The Situation in Biological Sciences, p. 109-110 (1948)
P. F. Plesetsky

Hardier Peaches

The problem of extending southern fruit cultures northward can only be solved, and is being solved by us, on the basis of I. V. Michurin's teaching. I might cite as an example the new varieties of peaches produced under conditions obtaining in Kiev.

The Institute has produced and is now propagating a peach variety, No. 981, which ripens at the end of July (this year it ripened on the 20-23 July, that is to say, simultaneously with the earliest maturing peach varieties cultivated in the extreme South of our country). The average weight of a fruit is one hundred grams. The colouring is bright red. In flavour it is no worse than the best peach varieties cultivated in the South. (Some of the comrades here present can confirm this.) The original parent of this variety perished in the severe winter of 1939/1940. The strain was grafted on various stocks. All grafts perished during the German occupation. Only a graft on a blackthorn survived the severe winters. This year it has yielded a large crop, and this is the case also with the little trees obtained by propagating the grafts on blackthorn. The use of blackthorn as stock has induced radical changes in the peach seed plant: it has become more frost-resistant and earlier maturing, while its flavour has remained good.
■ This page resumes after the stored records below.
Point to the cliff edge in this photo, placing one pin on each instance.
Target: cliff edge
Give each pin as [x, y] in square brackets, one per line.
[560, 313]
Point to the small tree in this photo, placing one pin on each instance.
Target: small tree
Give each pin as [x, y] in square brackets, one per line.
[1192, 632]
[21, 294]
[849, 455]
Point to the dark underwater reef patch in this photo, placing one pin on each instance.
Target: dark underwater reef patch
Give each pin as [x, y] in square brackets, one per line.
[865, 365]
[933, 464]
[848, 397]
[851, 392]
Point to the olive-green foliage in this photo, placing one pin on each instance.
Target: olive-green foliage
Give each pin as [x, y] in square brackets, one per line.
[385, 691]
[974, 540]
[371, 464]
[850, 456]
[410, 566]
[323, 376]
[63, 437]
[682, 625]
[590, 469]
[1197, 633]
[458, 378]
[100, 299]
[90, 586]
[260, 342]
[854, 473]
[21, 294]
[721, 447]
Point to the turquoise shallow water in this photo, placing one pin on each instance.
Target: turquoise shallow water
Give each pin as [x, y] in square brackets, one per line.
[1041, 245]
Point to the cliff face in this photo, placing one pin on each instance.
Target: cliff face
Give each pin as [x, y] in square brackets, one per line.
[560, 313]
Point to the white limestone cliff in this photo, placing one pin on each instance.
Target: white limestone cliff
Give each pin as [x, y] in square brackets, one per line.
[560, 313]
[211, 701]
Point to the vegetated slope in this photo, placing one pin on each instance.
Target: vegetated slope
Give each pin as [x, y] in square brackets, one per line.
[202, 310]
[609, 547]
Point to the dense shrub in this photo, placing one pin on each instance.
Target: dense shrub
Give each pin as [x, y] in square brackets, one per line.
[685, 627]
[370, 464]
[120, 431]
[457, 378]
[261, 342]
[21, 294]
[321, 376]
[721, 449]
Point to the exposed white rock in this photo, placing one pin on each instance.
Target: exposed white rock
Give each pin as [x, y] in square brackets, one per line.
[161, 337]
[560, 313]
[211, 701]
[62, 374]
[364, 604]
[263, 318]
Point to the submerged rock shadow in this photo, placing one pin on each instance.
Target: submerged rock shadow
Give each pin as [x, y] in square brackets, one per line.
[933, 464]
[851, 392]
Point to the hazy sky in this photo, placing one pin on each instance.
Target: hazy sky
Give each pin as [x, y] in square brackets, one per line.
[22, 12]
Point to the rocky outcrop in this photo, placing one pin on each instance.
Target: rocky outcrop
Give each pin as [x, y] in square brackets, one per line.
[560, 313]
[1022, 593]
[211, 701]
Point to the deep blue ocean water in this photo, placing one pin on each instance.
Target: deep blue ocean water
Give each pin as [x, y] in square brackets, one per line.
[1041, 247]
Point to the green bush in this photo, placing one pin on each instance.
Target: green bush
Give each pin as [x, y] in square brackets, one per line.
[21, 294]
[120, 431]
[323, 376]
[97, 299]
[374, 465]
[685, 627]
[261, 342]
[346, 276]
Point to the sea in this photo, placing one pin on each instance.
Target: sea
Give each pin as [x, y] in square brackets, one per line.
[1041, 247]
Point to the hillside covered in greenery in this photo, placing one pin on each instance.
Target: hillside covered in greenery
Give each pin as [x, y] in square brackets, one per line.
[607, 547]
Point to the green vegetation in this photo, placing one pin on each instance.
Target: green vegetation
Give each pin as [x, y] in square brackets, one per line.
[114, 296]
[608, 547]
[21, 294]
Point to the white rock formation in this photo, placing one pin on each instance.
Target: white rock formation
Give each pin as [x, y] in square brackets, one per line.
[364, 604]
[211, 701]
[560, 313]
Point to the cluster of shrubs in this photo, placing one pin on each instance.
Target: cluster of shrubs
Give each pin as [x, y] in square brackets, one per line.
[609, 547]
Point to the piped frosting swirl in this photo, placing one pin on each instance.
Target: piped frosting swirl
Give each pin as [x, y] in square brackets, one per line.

In the course of the production of new peach varieties one more extremely important fact has been established: the influence of the stock on the scion, which has led to pronounced changes in the scion. One peach form was grafted on an apricot. When the peach plant began fruiting the fruits were gathered and the stones planted. The seedlings, 42 in number, began to fruit this year. On six of them the fruits have been found to be entirely destitute of pubescence which is characteristic of all peach forms.

This fact is important not only as bearing on the extent of the influence exerted by the stock on the scion and the possibility of making use of this influence to obtain entirely new forms, but, in our opinion, it helps to explain the appearance of the nectarine which is extensively grown in the United States of America.

Similar facts might be cited on the basis of the work to produce new cherry varieties. The Institute now possesses new forms of cherries not inferior to the best West-European varieties as regards flavour and other qualities, and greatly superior to them as regards frost resistance.

The division by the Mendelist-Morganists of the plant organism into hereditary substance and soma has led to the assertion that only modificational variations are possible within a clone, and that, therefore, selection within a clone is useless. But the facts show that selection within a clone is an effective method of increasing the yields also of plants propagated vegetatively.